Tiba-tiba ia teringat pada
Leng-bok-siang-bok yang menanti di luar, timbul perasaan menyesal dalam
hatinya.
sementara itu, Leng-goat
siancu telah berkata lagi setelah menghela napas, "Anak baik, aku tahu kau
dapat menahan semua penderitaan itu demi aku tapi akupun berjanji kepadamu,
semua penderitaan yang bakal kau alami itu akan memperoleh balas jasa yang
berpuluh kali lebih besar daripada apa yang kau korbankan!"
"Aku tidak menginginkan
balas jasa!" teriak Hui Giok keras-keras, "aku... , aku.."

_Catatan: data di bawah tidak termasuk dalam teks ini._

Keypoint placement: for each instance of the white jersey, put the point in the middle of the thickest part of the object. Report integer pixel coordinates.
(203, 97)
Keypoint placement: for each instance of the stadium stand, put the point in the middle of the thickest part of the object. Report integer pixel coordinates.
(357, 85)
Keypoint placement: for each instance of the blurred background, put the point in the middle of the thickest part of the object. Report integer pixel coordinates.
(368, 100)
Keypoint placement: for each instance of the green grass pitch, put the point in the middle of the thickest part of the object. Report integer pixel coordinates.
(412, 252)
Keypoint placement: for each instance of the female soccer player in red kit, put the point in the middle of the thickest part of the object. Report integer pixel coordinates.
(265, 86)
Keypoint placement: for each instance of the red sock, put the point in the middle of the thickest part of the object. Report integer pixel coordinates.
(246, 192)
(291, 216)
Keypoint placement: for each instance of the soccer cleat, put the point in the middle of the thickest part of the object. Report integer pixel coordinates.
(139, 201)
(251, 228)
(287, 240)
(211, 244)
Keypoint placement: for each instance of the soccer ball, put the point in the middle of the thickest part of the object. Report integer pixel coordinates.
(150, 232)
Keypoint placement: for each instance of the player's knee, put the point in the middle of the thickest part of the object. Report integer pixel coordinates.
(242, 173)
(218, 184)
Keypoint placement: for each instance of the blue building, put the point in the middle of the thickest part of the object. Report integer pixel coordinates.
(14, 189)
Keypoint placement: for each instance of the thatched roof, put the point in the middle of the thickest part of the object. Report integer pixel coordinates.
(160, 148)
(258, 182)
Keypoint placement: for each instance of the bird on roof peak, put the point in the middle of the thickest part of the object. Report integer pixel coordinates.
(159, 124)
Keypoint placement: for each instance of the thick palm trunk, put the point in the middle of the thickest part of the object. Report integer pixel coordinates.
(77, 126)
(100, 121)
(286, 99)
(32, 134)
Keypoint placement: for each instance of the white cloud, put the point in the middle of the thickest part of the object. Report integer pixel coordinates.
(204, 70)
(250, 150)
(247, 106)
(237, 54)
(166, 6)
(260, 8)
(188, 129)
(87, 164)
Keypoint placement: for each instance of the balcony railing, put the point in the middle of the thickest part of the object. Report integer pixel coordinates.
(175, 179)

Ay Cing tertawa pedih, sorot
matanya memancarkan rasa lega dan kagum, ia bergumam, "Bila aku dapat
menyumbangkan sisa kemampuanku kepada anak ini agar dia menjadi manusia baik
dan membuat pahala bagi umat manusia dalam dunia persilatan, sekalipun harus
mati aku akan mati dengan senyum dikulum."